Black Hills

Chapter 1 Along the Greasy Grass

June 1876

PAHA SAPA PULLS HIS HAND BACK SHARPLY BUT NOT BEFORE HE feels the rattlesnake-strike shock of the dying Wasicun’s ghost leaping into his fingers and flowing up his arm and into his chest. The boy lurches back in horror as the ghost burns its way up through his veins and bones like so much surging venom. The Wasicun’s spirit scalds a painful path through the nerves of Paha Sapa’s shoulder and then pours out into his chest and throat, roiling and churning like an oily thick smoke. Paha Sapa can taste it. And it tastes like death.

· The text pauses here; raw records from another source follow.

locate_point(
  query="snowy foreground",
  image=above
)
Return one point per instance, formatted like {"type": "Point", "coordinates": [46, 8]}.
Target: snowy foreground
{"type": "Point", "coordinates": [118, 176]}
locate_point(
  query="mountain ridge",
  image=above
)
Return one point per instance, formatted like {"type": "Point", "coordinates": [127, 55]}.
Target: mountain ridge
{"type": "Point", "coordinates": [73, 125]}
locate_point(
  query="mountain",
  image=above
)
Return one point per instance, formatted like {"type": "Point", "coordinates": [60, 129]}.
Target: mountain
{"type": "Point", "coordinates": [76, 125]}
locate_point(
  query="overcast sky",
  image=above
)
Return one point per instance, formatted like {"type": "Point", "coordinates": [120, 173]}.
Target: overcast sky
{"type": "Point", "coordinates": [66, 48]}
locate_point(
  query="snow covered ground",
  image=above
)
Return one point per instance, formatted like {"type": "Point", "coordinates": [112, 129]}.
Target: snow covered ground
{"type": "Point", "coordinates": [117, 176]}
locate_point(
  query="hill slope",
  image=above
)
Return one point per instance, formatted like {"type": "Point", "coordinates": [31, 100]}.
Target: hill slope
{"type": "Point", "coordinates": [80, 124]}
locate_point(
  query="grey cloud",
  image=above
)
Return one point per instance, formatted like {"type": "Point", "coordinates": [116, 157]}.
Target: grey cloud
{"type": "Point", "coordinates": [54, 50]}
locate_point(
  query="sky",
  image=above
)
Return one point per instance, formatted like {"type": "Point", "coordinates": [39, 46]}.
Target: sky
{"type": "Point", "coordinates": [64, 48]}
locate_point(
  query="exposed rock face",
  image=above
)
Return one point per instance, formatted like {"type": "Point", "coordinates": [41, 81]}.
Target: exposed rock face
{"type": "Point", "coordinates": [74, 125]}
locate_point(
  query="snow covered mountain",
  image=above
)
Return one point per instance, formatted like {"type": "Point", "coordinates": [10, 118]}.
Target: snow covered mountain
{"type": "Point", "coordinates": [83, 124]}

Still expanding, the ghost spreads through Paha Sapa’s torso and down and out, making the boy’s arms and legs feel both weak and heavy at the same time. As the Wasicun’s ghost fills his lungs with a terrible, expanding, thick-filling heaviness that shuts off all breath, Paha Sapa is reminded of the time, he was a child barely able to toddle, when he almost drowned in the Tongue. Yet even through his current terror, this boy just short of eleven summers senses that this—invasion—is something infinitely more terrible than mere death by drowning.

This, Paha Sapa thinks, is what Death feels like when it crawls in through a man’s mouth and eyes and nostrils to steal his spirit. But instead of Paha Sapa’s spirit being dragged out, this stranger’s spirit is being forced in. Death acts here more as terrible intruder than thief.

Paha Sapa cries out as if wounded and crawls away from the staring corpse, tries to stand to run, falls, stands again, falls again, and resumes crawling away from the corpse, kicking and waving his arms and gasping as he rolls downhill across grass, dirt, cacti, horse shit, blood, and more dead wasichus in his blind eagerness to shake the ghost out of his body.